Friday, August 14, 2020

The Vision (8.14.20): The Father of Lights

 


Image: Wild ponies grazing under overcast skies, off the Appalachian Trail, Grayson Highlands State Park, Grayson County, Virginia, August 2020.

Note: Devotion taken from last Sunday's sermon on James 1:17-20.

Every good and every perfect gift is from above, and cometh down from the Father of lights, with whom is no variableness, neither shadow of turning (James 1:17).

I noted Sunday that in James 1:17-20 three key themes are explored by the apostle: Who is God (vv. 17-18a)? Who is the redeemed sinner (v. 18b)? How should we live (vv. 19-20)?

James begins with theology (Who is God?). He uniquely identifies God here as “the Father of Lights”.

Christ taught us to pray, “Our Father, which art in heaven….” Of course, this is the language of analogy. God is not a male. Christ said to the woman at the well: “God is a Spirit: and they that worship him must worship him in spirit and in truth” (John 4:24). We are not the physical offspring of God.

And yet the language here is not accidental. Although there are a handful of scattered “maternal” images for God in the Scriptures (cf. Psalm 91:4), the predominant Biblical image for God is as a Father.

Our liberal Protestant friends are thus wrong when they try to be gender inclusive and begin their prayers, “Our mother, which art in heaven….”

Nearly 30 years ago, back in the August 16, 1993 issue of Christianity Today magazine, there was an article, still well worth reading, titled, “Why God is not Mother,” by a woman OT scholar named Elizabeth Achtemeier, which ably makes this point.

The Bible calls God Father, because it suggests that he is like an ideal Father. Even if you did not have a good and loving human Father, you can still imagine what an ideal Father should be.
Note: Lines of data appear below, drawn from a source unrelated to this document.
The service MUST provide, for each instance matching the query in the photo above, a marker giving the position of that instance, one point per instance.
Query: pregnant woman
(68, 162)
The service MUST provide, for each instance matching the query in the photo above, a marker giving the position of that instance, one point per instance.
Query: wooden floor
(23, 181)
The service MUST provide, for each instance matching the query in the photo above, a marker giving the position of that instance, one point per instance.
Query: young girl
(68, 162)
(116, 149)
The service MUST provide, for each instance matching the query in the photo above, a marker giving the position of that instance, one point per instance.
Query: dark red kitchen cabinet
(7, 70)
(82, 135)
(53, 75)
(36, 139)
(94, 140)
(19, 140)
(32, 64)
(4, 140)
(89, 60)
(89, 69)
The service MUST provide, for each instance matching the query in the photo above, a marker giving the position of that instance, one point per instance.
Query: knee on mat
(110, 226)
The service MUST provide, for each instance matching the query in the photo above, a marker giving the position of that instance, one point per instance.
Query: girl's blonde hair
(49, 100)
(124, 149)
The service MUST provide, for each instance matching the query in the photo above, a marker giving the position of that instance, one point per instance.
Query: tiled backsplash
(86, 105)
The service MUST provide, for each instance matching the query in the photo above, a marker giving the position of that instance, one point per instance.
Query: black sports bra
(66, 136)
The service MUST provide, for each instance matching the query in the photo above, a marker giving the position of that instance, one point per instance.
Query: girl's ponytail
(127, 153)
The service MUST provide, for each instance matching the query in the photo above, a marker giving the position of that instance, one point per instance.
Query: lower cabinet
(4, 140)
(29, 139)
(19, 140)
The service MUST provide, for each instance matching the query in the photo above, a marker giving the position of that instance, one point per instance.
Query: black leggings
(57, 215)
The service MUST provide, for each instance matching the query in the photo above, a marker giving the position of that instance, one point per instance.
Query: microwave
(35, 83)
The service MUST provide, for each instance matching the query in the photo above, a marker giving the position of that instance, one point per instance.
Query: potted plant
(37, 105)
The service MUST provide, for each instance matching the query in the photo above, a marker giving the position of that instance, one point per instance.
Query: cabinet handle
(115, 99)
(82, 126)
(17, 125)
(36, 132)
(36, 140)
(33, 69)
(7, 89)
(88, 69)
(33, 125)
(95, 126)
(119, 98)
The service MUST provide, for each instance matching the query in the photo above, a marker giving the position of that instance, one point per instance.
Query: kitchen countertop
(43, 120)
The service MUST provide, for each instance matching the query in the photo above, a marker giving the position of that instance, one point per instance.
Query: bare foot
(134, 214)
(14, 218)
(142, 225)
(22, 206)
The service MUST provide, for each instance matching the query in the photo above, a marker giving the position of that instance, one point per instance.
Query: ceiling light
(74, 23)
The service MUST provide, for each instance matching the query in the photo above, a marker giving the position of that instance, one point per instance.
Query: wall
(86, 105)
How is God like an ideal Father?

He is the initiator. He is the one who conceives the plan to be carried out. He is the one who issues decrees to accomplish his plan. He is the one who provides from the fullness of who he is. He does not let his children go hungry. He meets their physical needs. He is generous and kind and liberal in his affections with his children. He is a loving Father. He satisfies the emotional and spiritual needs of those who are his own. The ideal Father will also exercise discipline, not because he enjoys punishment, but because he desires to train, correct, and improve his children. A Father is a protector and defender. He will step in the gap to shield his dear ones from any threat. A Father is also a rescuer and a savior. If he sees his child in danger, he will intervene to pluck him out of trouble.

Every human father will confess that he falls short of this ideal, but every Christian will affirm that our heavenly Father perfectly fulfills this ideal in his paternal care for us.

James adds that God is “the Father of lights.” What is meant by this?

The first thing that came to my mind was an acknowledgement of God as the creator of light and the creator of the heavenly bodies that provide light to this world (cf. day one and day four of creation, Genesis 1:3, 14).

One might also think of the triune God and how God the Father sent forth his Son who declared, “I am the light of the world” (John 8:12).

Or one might especially think, given the plural here (lights), of the spiritual illuminations and graces, which he bestows on so many.

Matthew Poole observed here: “God is the author of all perfection, and so of corporeal light; but here we understand spiritual light, the light of knowledge, faith, holiness, as opposed to the darkness of ignorance, unbelief, sin; of which he cannot be the author.”

There is a theological point being made here: God is the Father of lights, not the Father of darkness. As the theologians say, God is not the author of evil.

By starting with God, James reminds us that we will not understand ourselves, or how we are to live, until we know who our God is. He is the Father of lights.